The study aims to evaluate whether C-peptide can reduce gut injury during hemorrhagic shock (HS) and resuscitation (R) therefore attenuate shock-induced inflammation and subsequent acute lung injury. Twelve-week-old male mice (C57/BL6) were hemorrhaged (mean arterial blood pressure maintained at 35 mm Hg for 60 minutes) and then resuscitated with Ringer's lactate, followed by red blood cell transfusion with (HS/R) or without C-peptide (HS/R + C-peptide).
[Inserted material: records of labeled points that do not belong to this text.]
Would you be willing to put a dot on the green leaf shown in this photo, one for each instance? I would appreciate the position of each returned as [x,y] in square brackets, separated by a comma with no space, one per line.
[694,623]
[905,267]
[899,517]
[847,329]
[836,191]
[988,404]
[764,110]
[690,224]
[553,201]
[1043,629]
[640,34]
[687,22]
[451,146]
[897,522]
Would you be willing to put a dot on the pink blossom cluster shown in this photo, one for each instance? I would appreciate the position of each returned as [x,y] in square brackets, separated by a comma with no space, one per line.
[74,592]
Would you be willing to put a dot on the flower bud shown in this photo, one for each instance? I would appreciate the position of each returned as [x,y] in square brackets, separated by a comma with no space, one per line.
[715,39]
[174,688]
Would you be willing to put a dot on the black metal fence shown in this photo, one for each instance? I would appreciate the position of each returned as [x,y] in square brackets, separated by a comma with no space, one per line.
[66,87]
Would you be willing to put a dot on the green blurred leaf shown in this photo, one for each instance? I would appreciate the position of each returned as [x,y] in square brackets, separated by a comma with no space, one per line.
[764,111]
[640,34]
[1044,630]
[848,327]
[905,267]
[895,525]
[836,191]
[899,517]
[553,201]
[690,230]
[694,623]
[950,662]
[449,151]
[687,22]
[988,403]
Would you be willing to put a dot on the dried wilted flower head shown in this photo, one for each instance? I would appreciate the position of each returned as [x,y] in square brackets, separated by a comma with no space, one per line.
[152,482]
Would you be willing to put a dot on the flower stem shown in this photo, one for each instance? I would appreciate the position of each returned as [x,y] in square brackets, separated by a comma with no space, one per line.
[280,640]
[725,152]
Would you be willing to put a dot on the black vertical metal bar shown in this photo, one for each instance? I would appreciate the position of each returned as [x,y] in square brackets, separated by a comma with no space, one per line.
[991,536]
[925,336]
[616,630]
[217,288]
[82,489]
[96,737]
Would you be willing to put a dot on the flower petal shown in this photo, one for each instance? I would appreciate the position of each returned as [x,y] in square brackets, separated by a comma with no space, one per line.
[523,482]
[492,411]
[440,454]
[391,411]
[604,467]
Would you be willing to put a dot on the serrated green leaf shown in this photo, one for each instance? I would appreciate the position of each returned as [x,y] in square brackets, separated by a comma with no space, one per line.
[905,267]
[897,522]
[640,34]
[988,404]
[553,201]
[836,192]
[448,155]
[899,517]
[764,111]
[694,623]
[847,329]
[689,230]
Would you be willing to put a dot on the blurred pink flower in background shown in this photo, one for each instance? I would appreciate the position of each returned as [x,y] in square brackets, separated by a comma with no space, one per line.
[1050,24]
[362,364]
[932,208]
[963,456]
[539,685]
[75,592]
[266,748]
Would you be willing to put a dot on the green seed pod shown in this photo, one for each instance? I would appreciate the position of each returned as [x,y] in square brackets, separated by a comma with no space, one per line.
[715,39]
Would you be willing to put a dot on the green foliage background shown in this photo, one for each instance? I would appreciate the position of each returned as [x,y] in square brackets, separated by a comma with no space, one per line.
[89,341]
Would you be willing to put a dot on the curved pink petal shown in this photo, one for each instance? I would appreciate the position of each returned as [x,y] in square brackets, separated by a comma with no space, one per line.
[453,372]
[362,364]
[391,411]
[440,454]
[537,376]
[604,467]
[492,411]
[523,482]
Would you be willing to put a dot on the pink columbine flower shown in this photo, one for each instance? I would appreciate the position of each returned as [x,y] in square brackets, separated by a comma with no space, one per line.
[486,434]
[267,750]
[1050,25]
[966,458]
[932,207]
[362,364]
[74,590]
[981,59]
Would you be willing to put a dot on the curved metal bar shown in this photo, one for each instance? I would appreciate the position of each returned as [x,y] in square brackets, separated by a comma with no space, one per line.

Mouse gut permeability, bacterial translocation into the circulatory system and intestinal pathology, circulating HMGB1, and acute lung injury were assessed at different times after R. The mice in the control group underwent sham procedures without HS. Compared to the sham group, the mice in the HS/R group showed increased gut permeability (6.07 ± 3.41 μg of FD4/mL) and bacterial translocation into the circulatory system (10.05 ± 4.92, lipopolysaccharide [LPS] of pg/mL), and increased gut damage; conversely, mice in the HS/R + C-peptide group showed significantly reduced gut permeability (1.59 ± 1.39 μg of FD4/mL; p < 0.05) and bacterial translocation (4.53 ± 1.08 pg of LPS/mL; p < 0.05) with reduced intestine damage. In addition, mice in the HS/R group had increased circulating HMGB1 (21.64 ± 14.17 ng/mL), lung myeloperoxidase) activity (34.4 ± 8.91 mU/g of tissue), and pulmonary protein leakage (2.33 ± 1.16 μg Evans blue/g tissue per minute). Mice in the HS/R + C-peptide group showed decreased HMGB1 (7.27 ± 1.93 ng/mL; p < 0.05), lung myeloperoxidase (23.73 ± 8.39 mU/g of tissue; p < 0.05), and pulmonary protein leakage (1.17 ± 0.42 Evans Blue/g tissue per minute; p < 0.05). Our results indicate that C-peptide exerts beneficial effects to attenuate gut injury and dysfunction, therefore diminishing lung inflammation and subsequent injury in mice with HS and R.